Log Legend: {} = dupes, () = element group, [] = process for insert elements, <> = <reading insert count, register insert count, event insert count, group insert count,total insert count>, * = commit
rd = reading, re = register, ev = event
Processed file count is 1.
Plot is attached.
The final group, after the ---
, is a summary report of the operations performed.
Copyright (c) 2014, University of Hawaii Smart Energy Project
All rights reserved.
Redistribution and use in source and binary forms, with or without modification, are permitted provided that the following conditions are met:
-
Redistributions of source code must retain the above copyright notice, this list of conditions and the following disclaimer.
-
Redistributions in binary form must reproduce the above copyright notice, this list of conditions and the following disclaimer in the documentation and/or other materials provided with the distribution.
-
Neither the name of the University of Hawaii at Manoa nor the names of its contributors may be used to endorse or promote products derived from this software without specific prior written permission.
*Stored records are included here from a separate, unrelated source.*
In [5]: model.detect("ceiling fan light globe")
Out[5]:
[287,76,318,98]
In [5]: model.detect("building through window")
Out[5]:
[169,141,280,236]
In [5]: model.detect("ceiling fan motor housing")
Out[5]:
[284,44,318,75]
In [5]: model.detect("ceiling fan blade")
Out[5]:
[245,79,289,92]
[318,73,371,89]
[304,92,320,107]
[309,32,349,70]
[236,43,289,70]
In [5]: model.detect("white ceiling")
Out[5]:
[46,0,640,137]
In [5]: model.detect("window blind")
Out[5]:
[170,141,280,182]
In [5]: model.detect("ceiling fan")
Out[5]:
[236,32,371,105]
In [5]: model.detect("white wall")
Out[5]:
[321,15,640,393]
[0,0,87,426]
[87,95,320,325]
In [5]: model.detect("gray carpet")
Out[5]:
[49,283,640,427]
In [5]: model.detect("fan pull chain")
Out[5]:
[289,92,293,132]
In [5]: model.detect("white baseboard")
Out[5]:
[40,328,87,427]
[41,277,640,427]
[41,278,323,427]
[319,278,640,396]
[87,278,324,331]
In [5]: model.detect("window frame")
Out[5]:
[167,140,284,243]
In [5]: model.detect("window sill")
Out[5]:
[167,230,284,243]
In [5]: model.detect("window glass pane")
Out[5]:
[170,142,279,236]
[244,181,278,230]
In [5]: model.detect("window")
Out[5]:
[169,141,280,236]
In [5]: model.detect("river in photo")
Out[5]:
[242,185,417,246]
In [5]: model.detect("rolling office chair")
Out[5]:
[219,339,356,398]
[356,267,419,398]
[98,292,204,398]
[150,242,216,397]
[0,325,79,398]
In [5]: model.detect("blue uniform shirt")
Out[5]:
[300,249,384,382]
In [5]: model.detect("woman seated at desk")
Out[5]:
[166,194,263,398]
THIS SOFTWARE IS PROVIDED BY THE COPYRIGHT HOLDERS AND CONTRIBUTORS "AS IS" AND ANY EXPRESS OR IMPLIED WARRANTIES, INCLUDING, BUT NOT LIMITED TO, THE IMPLIED WARRANTIES OF MERCHANTABILITY AND FITNESS FOR A PARTICULAR PURPOSE ARE DISCLAIMED. IN NO EVENT SHALL THE COPYRIGHT HOLDER OR CONTRIBUTORS BE LIABLE FOR ANY DIRECT, INDIRECT, INCIDENTAL, SPECIAL, EXEMPLARY, OR CONSEQUENTIAL DAMAGES (INCLUDING, BUT NOT LIMITED TO, PROCUREMENT OF SUBSTITUTE GOODS OR SERVICES; LOSS OF USE, DATA, OR PROFITS; OR BUSINESS INTERRUPTION) HOWEVER CAUSED AND ON ANY THEORY OF LIABILITY, WHETHER IN CONTRACT, STRICT LIABILITY, OR TORT (INCLUDING NEGLIGENCE OR OTHERWISE) ARISING IN ANY WAY OUT OF THE USE OF THIS SOFTWARE, EVEN IF ADVISED OF THE POSSIBILITY OF SUCH DAMAGE.